The trouble of course is doing any of this generically, is an unsolved problem. I have an idea that you could probably do something interesting like this with git's existing structure and a language like Golang, where you decompose the program into a bunch of files representing the hierarchical AST and commit that rather then actual text maybe.

> What we really need is a generic way to store graph-structured data (which is what an AST really is) into something like git.

git can already store, diff and merge tree-structured data: directory trees. It would be an interesting experiment to encode various tree-structured data as a directory-tree in git and see how it behaves on different version control operations.

  • I mean, git doesn't actually track diffs, so the diff/merge part is separate, and already supports plugins: just write a syntax-oriented diff/merge for git and tell git in your configuration files to use it for .py files or whatever... this isn't a git limitation.

    • Git actually does ship with parsers for different programming languages, I believe, because when you do a diff, it captions the changed lines with the function call they're from, etc. That said I've also used third-party "semantic diff" tools (generally for Windows) that have integrations with git. It's really nice when Github can't merge something, but you can, easily, locally, with a semantic merge/diff tool called from git.

    • Since golang includes sourcefile parser, it is possible to leverage those libs to reason about and automate stuff regarding sourcefiles. See "go fmt" for a start. Go sourcefiles can just be a storage layer for higher-end purposes then.

      What is suggested in ancestor posts is to change storage format, although I think it better to prototype something like using the above first. Integrating into the object model directly, I suspect one would in the end want to design/evolve a language to build a platform specifically for that. You might end up with something similar to Smalltalk, so would need to think if that's the goal or if there's more to accomplish.

      The higher order question is: What concerns need to be integrated, and what concerns need to be separated? Integration may bring new powers, but also risks of evolutions into "big ball of mud". Decoupling may bring freedoms and independency, but also risks of lack of coherency and unoptimal couplings.

      What are the benefits of the current paradigm, and what are the disadvantages? CVS and text-files have worked for a very long time, is cross-platform and works beyond any single project scope. Maybe the golang-approach reaches some sort of optimal equilibrium.

You hit the nail on the head. I would love to create a PoC language/IDE/VCS that solves some of this. Code is very multi-dimensional and there are more ways to view the content than a text based file tree.

Interesting that this has come up on the day when Pharo has also made it to the front page.

Smalltalk uses an image and holds live objects in memory at all times - there's no distinction between the source code representation and the running representation of the code. This allows the "IDE" (which is a misnomer because the development environment and the live environment are one and the same) to introspect on live objects and perform analyses on them.
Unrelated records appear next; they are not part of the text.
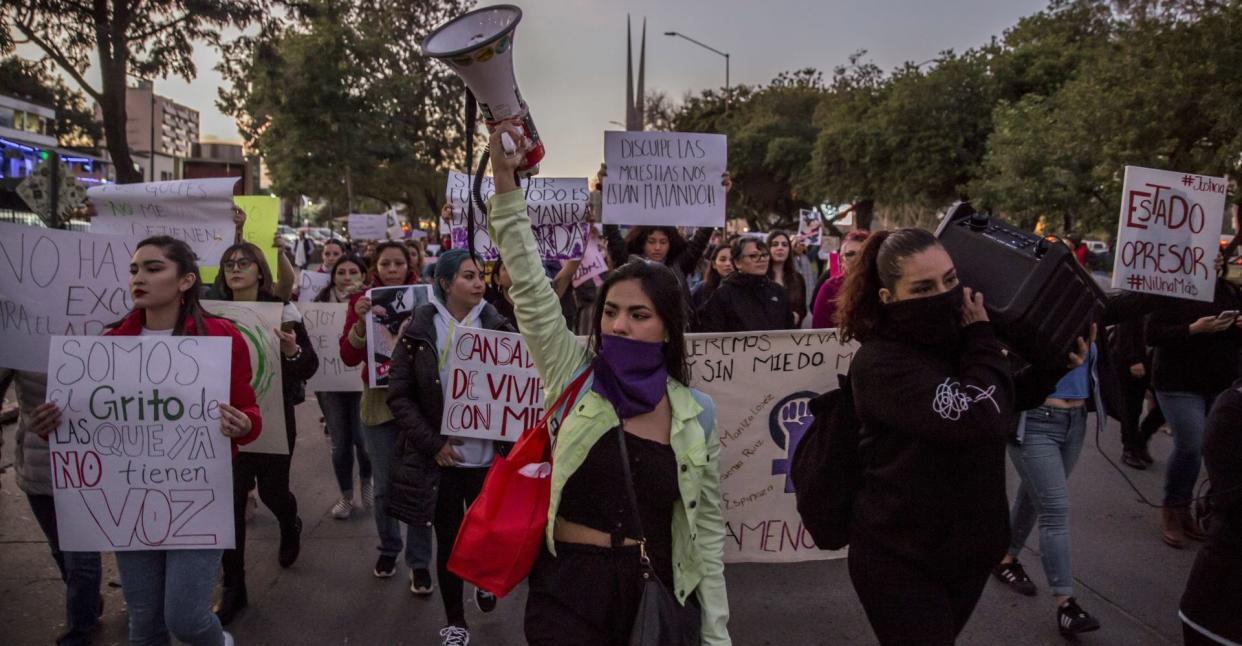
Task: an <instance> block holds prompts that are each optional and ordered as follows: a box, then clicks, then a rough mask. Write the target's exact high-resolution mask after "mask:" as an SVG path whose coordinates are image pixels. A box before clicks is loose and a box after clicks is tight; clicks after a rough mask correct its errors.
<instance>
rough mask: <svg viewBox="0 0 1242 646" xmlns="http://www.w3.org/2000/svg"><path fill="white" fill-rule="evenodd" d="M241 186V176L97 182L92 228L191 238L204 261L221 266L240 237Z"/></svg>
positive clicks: (88, 195)
mask: <svg viewBox="0 0 1242 646" xmlns="http://www.w3.org/2000/svg"><path fill="white" fill-rule="evenodd" d="M235 184H237V178H210V179H180V180H174V181H147V183H142V184H103V185H99V186H92V188H89V189H87V191H86V193H87V198H88V199H89V200H91V202H92V204H93V205H94V210H96V216H94V217H92V219H91V232H93V234H112V235H132V236H137V237H139V239H144V237H149V236H171V237H175V239H178V240H184V241H185V242H188V243H189V245H190V247H191V248H194V252H195V253H196V255H197V256H199V260H200V262H201V263H202V265H219V263H220V258H221V257H222V256H224V253H225V250H226V248H229V247H230V246H232V243H233V240H235V239H236V235H237V227H236V226H235V225H233V217H232V211H233V199H232V196H233V185H235Z"/></svg>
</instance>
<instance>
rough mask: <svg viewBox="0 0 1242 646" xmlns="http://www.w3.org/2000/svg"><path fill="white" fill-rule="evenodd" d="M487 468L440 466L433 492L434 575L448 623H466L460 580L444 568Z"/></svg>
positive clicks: (454, 625) (480, 484) (465, 612)
mask: <svg viewBox="0 0 1242 646" xmlns="http://www.w3.org/2000/svg"><path fill="white" fill-rule="evenodd" d="M486 477H487V468H486V467H479V468H465V467H463V468H457V467H448V468H441V470H440V489H438V492H437V496H436V519H435V523H433V524H435V527H436V578H437V579H440V598H441V599H442V600H443V601H445V615H446V616H447V617H448V624H451V625H453V626H466V606H465V603H463V601H462V588H463V584H462V580H461V579H458V578H457V575H456V574H453V573H451V571H448V557H450V555H451V554H452V552H453V544H456V543H457V530H458V529H460V528H461V525H462V519H465V518H466V508H467V507H469V504H471V503H472V502H474V498H477V497H478V492H479V491H482V489H483V478H486Z"/></svg>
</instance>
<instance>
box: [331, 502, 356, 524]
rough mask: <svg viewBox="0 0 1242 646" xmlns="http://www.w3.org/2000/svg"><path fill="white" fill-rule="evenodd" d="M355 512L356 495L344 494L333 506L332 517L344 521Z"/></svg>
mask: <svg viewBox="0 0 1242 646" xmlns="http://www.w3.org/2000/svg"><path fill="white" fill-rule="evenodd" d="M351 513H354V497H353V496H349V497H345V496H342V497H340V499H339V501H337V504H333V506H332V517H333V518H335V519H338V521H343V519H345V518H349V514H351Z"/></svg>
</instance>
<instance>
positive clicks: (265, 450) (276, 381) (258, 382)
mask: <svg viewBox="0 0 1242 646" xmlns="http://www.w3.org/2000/svg"><path fill="white" fill-rule="evenodd" d="M202 308H204V309H206V311H207V312H210V313H212V314H215V316H217V317H225V318H227V319H229V321H232V324H233V327H235V328H237V332H240V333H241V337H242V338H243V339H246V345H247V347H248V348H250V371H251V378H250V385H251V388H253V389H255V399H257V400H258V411H260V414H262V416H263V432H261V434H258V439H256V440H255V441H253V442H250V444H248V445H245V446H242V447H241V451H243V452H250V453H279V455H286V453H288V452H289V441H288V439H287V437H286V436H284V379H283V378H282V376H281V342H279V339H277V338H276V328H278V327H281V312H282V311H283V309H284V307H283V306H282V304H281V303H266V302H265V303H261V302H255V301H202Z"/></svg>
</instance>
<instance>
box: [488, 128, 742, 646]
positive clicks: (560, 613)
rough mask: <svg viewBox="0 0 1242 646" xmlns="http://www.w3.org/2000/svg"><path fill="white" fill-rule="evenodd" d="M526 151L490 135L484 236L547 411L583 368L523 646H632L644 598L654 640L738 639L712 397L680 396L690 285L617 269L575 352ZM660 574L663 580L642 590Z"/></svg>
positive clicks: (636, 270) (554, 480) (564, 432)
mask: <svg viewBox="0 0 1242 646" xmlns="http://www.w3.org/2000/svg"><path fill="white" fill-rule="evenodd" d="M502 133H508V134H509V137H512V138H513V139H514V140H515V142H519V145H518V150H517V152H515V154H513V155H503V153H502V150H503V148H502V147H501V134H502ZM525 147H527V143H525V142H524V139H523V138H522V137H520V134H519V133H518V132H517V130H515V129H514V128H512V127H509V125H508V124H502V125H501V127H498V128H497V130H496V132H494V133H493V134H492V143H491V149H492V150H493V152H496V157H493V158H492V170H493V174H494V176H496V196H493V198H492V200H491V202H489V207H488V229H489V231H488V232H489V235H491V237H492V240H493V241H494V242H496V243H497V246H498V247H499V250H501V255H502V256H503V257H504V261H505V265H507V266H508V270H509V275H510V277H512V281H513V287H512V289H510V292H509V293H510V294H512V297H513V306H514V311H515V314H517V323H518V327H519V328H522V330H523V334H524V337H525V340H527V347H528V349H529V352H530V357H532V358H533V359H534V363H535V366H537V368H538V370H539V375H540V376H542V378H543V383H544V389H545V401H549V403H550V401H555V400H556V399H558V395H560V393H561V391H563V390H564V389H566V388H568V386H569V385H570V383H571V381H573V380H574V379H575V378H578V376H580V375H582V374H584V373H586V371H590V374H589V375H587V381H586V385H585V386H582V388H581V390H580V395H579V398H580V399H578V400H576V401H574V403H573V405H571V409H569V410H571V412H569V414H568V415H566V416H565V417H564V420H561V424H560V426H559V431H558V432H556V436H555V445H554V448H553V457H551V463H553V467H551V468H553V471H551V498H550V503H549V509H548V528H546V538H545V544H544V549H543V553H542V554H540V555H539V559H538V562H537V563H535V565H534V569H533V570H532V573H530V576H529V584H530V594H529V598H528V601H527V616H525V637H527V641H528V642H529V644H532V645H535V646H545V645H579V644H601V645H622V646H623V645H626V644H630V636H631V631H632V630H635V629H636V627H640V624H641V627H643V629H648V630H650V629H651V627H652V626H651V624H650V622H648V620H651V619H652V617H651V616H650V615H648V614H647V612H643V614H640V612H638V606H640V600H642V599H647V600H652V599H656V598H661V601H662V603H663V605H662V609H663V610H666V611H667V612H664V614H662V616H661V619H664V620H667V621H668V624H667V625H668V627H669V629H671V630H669V631H668V632H663V634H662V635H661V641H660V644H667V645H692V644H694V645H697V644H704V645H712V646H718V645H727V644H730V640H729V632H728V629H727V622H728V619H729V601H728V595H727V594H725V588H724V563H723V555H724V537H725V529H724V519H723V518H722V516H720V482H719V455H720V441H719V436H718V435H717V432H715V421H714V405H713V403H712V400H710V399H709V398H707V396H705V395H702V394H700V393H698V391H694V390H692V389H691V388H689V386H688V385H687V381H688V378H689V375H688V369H687V365H686V338H684V333H686V325H687V321H686V319H687V312H686V307H684V303H683V298H684V297H683V287H682V283H681V281H679V278H678V276H677V275H676V273H674V272H673V271H672V270H669V268H668V267H666V266H664V265H662V263H655V262H630V263H625V265H621V266H619V267H617V268H616V271H614V272H612V275H611V276H609V278H607V280H606V281H605V282H604V284H602V286H601V287H600V289H599V296H597V298H596V303H595V322H594V325H592V330H591V335H590V342H589V343H587V344H586V345H584V344H582V343H580V342H579V340H578V339H576V338H575V337H574V334H573V333H571V332H569V330H568V329H566V328H565V323H564V318H563V317H561V311H560V303H559V299H558V298H556V294H555V293H554V292H553V289H551V286H549V284H548V280H546V277H545V276H544V271H543V262H542V261H540V260H539V253H538V251H537V250H538V247H537V245H535V241H534V235H533V232H532V230H530V220H529V217H528V216H527V204H525V201H524V199H523V195H522V191H520V190H518V185H517V183H515V180H514V171H515V170H517V169H518V168H519V166H520V164H522V158H523V154H524V152H525ZM617 260H622V261H623V258H617ZM696 260H697V258H696ZM631 483H632V487H631V486H628V484H631ZM651 576H655V578H656V579H658V581H660V583H658V584H648V585H645V583H643V581H651V580H652V579H651ZM645 588H647V590H645ZM643 595H651V596H650V598H645V596H643Z"/></svg>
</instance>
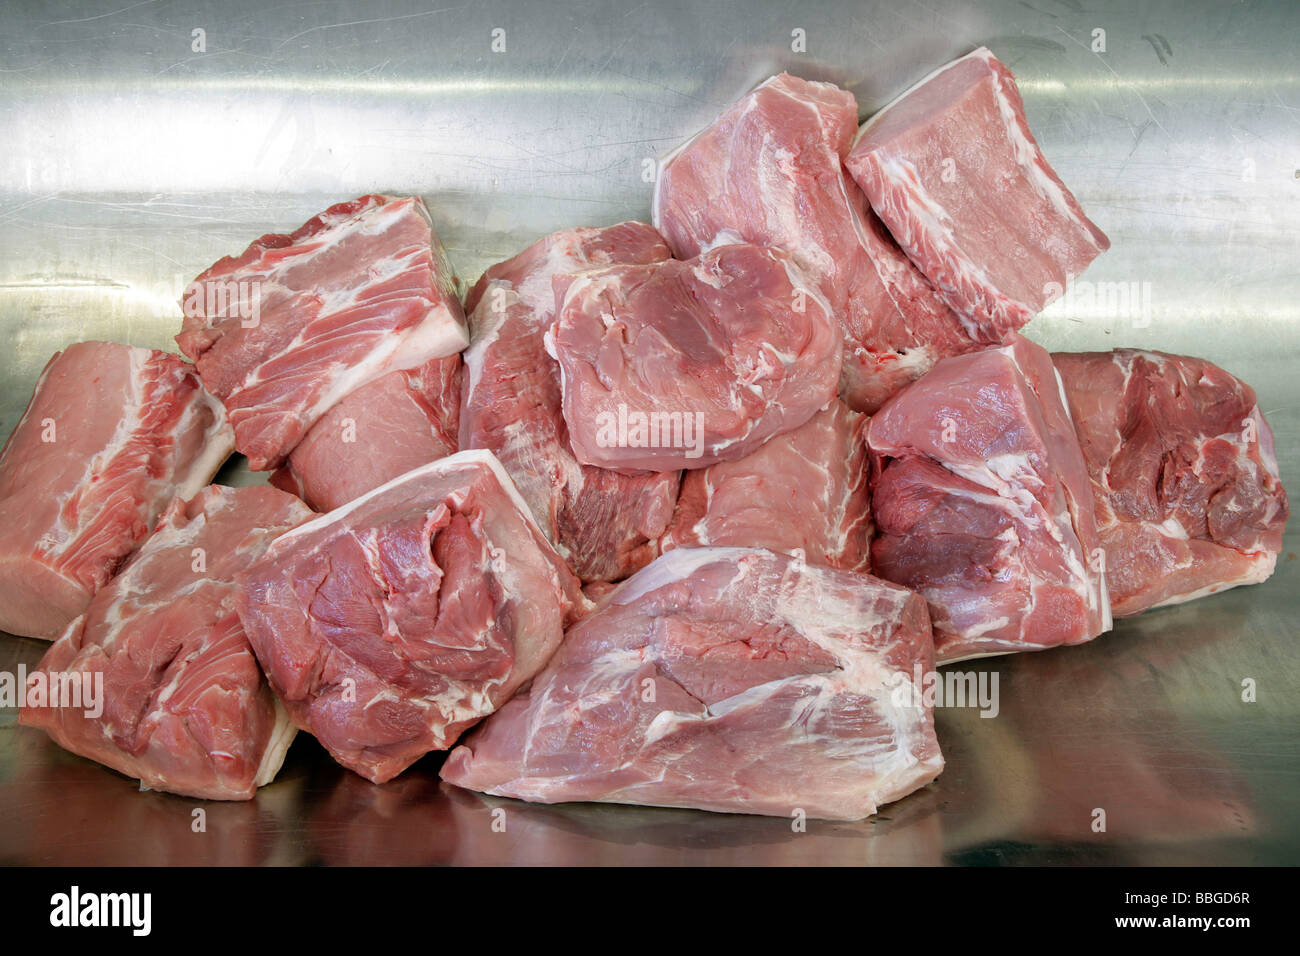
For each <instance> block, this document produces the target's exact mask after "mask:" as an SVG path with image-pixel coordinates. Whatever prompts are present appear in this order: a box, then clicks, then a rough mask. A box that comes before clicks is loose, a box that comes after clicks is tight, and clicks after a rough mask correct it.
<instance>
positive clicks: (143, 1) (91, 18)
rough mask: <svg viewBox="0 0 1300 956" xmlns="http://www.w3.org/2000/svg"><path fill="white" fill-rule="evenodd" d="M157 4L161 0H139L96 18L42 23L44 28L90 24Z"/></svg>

TL;DR; Smalltalk has never used text as an internal representation and that removes the separation between the source code and the debug or live environment.

Code as text had long bothered me because of my experience with various schematic capture and pcb layout tools. With those the design is stored in form that can be queried directly. And you can change object properties programmatically.
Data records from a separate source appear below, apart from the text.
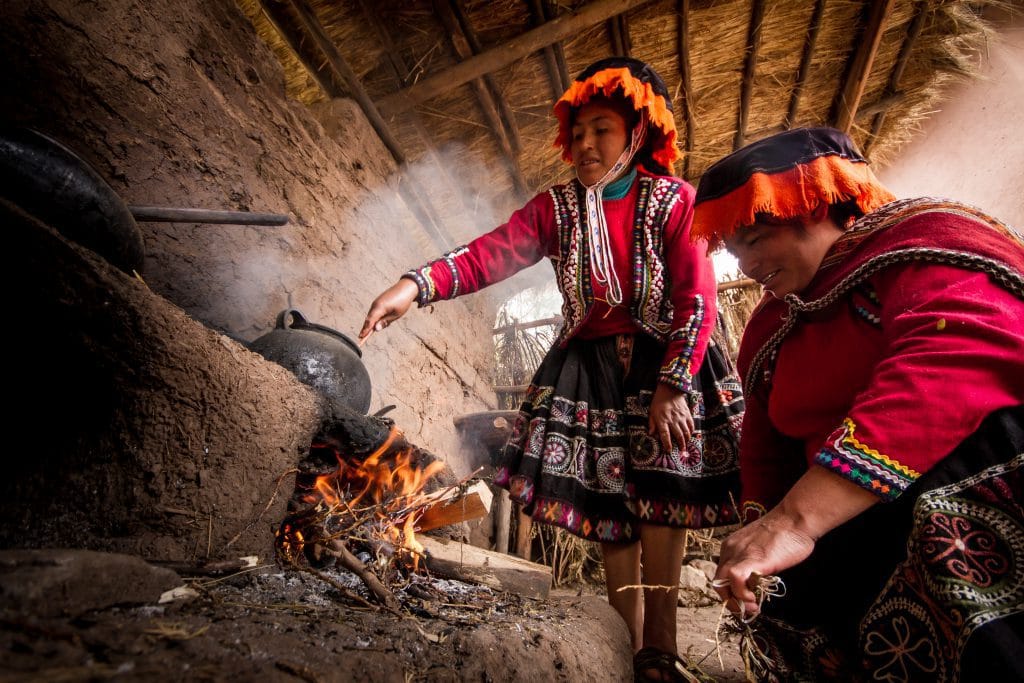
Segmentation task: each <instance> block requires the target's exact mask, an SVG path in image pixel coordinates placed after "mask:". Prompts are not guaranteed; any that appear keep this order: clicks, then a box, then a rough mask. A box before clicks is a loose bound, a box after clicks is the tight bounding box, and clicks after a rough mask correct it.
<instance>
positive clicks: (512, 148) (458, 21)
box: [449, 0, 522, 155]
mask: <svg viewBox="0 0 1024 683" xmlns="http://www.w3.org/2000/svg"><path fill="white" fill-rule="evenodd" d="M449 4H450V6H451V8H452V11H453V12H454V13H455V18H456V20H458V22H459V28H460V29H462V33H463V35H464V36H465V37H466V42H467V43H469V48H470V52H469V53H468V54H467V55H465V56H463V55H460V58H463V59H465V58H468V57H469V56H473V55H475V54H479V53H480V52H482V51H483V46H482V45H481V44H480V41H479V39H478V38H477V37H476V32H475V31H473V25H472V24H470V23H469V17H468V16H467V15H466V9H465V7H463V4H462V0H450V3H449ZM453 35H454V34H453ZM483 83H484V84H485V85H486V86H487V89H488V90H489V91H490V95H492V98H493V99H494V100H495V104H496V105H497V106H498V113H499V114H500V115H501V119H502V123H503V124H504V126H505V131H506V132H507V133H508V137H509V143H510V144H511V146H512V152H513V153H514V154H516V155H518V154H519V152H520V151H521V150H522V142H521V141H520V139H519V128H518V126H516V124H515V116H514V115H513V114H512V110H511V109H510V108H509V105H508V102H507V101H505V95H504V93H503V92H502V89H501V88H499V87H498V83H497V82H496V81H495V79H494V77H493V76H490V75H489V74H488V75H486V76H484V77H483Z"/></svg>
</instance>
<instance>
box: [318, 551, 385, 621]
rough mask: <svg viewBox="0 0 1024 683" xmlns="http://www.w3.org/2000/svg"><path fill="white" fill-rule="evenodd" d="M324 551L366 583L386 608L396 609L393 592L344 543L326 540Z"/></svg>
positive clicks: (377, 597)
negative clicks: (333, 557)
mask: <svg viewBox="0 0 1024 683" xmlns="http://www.w3.org/2000/svg"><path fill="white" fill-rule="evenodd" d="M324 552H326V553H327V554H328V555H331V556H332V557H334V558H336V559H337V560H338V562H339V563H340V564H341V566H343V567H345V568H346V569H348V570H349V571H351V572H352V573H354V574H355V575H356V577H358V578H359V579H361V580H362V583H364V584H366V585H367V588H369V589H370V591H371V592H372V593H373V594H374V595H376V596H377V598H378V599H379V600H380V601H381V602H383V603H384V605H385V606H386V607H387V608H388V609H391V610H393V611H397V610H398V600H397V599H396V598H395V597H394V594H393V593H391V591H389V590H388V589H387V587H386V586H384V584H382V583H381V580H380V579H378V578H377V574H375V573H374V572H373V571H371V570H370V569H368V568H367V565H366V564H364V563H362V562H360V561H359V558H357V557H356V556H355V555H353V554H352V553H351V552H349V550H348V548H346V547H345V544H344V543H342V542H341V541H337V540H335V541H328V542H327V546H326V547H325V548H324Z"/></svg>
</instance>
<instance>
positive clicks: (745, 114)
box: [732, 0, 765, 151]
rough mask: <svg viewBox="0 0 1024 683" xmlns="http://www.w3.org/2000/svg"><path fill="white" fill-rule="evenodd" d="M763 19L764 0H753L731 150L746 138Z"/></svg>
mask: <svg viewBox="0 0 1024 683" xmlns="http://www.w3.org/2000/svg"><path fill="white" fill-rule="evenodd" d="M764 19H765V0H754V8H753V9H752V10H751V24H750V27H749V29H748V31H746V60H745V62H744V63H743V83H742V86H741V87H740V90H739V115H738V117H737V120H736V135H735V137H733V138H732V148H733V151H735V150H738V148H739V147H741V146H743V142H744V141H745V139H746V119H748V118H749V117H750V114H751V97H752V96H753V94H754V79H755V76H756V74H757V68H758V52H759V51H760V50H761V26H762V25H763V24H764Z"/></svg>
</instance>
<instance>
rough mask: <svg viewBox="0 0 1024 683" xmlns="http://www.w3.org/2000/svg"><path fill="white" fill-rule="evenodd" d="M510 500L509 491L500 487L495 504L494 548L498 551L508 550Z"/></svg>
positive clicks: (505, 552)
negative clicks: (499, 489) (508, 491)
mask: <svg viewBox="0 0 1024 683" xmlns="http://www.w3.org/2000/svg"><path fill="white" fill-rule="evenodd" d="M511 514H512V502H511V501H510V500H509V493H508V492H507V490H506V489H504V488H503V489H502V493H501V495H499V497H498V503H497V505H495V550H497V551H498V552H500V553H507V552H508V551H509V529H510V527H511V521H512V520H511V519H509V516H510V515H511Z"/></svg>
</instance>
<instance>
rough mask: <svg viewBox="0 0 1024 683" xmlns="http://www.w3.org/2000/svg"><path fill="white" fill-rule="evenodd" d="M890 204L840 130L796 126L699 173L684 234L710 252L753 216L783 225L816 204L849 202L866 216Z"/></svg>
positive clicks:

I feel like the insistence of text based programming languages just leaves the industry completely mired in the mid 1970's.

  • I’ve had to deal with several graphical programming languages over the years.

    They only work on the most basic of use cases. The moment you want to get real work done they just get in the way.

    • Very much disagree, and completely dependent on what you define as "real work". There are many low-cost platforms out there that allow for very rapid development of big projects.

      Disclaimer: I used to work for one of them (Mendix)

      3 replies →

  • It puzzles me too. I think that portability and the ability to use the same text-based tools even though you use different languages are the best reasons for sticking with text.

    • I think is a feeling of loss of control and having no clue what you're missing. Programs stored as unstructured text make it difficult to produce good tooling. Makes programmatic code gen hard, makes diffing hard, make automatically generating commit message impossible. Refactoring is always problematic. Merging even more so.

      But it seems though even mentioning that perhaps structured data is a better way to store code makes most programmers really angry. At least that's my experience.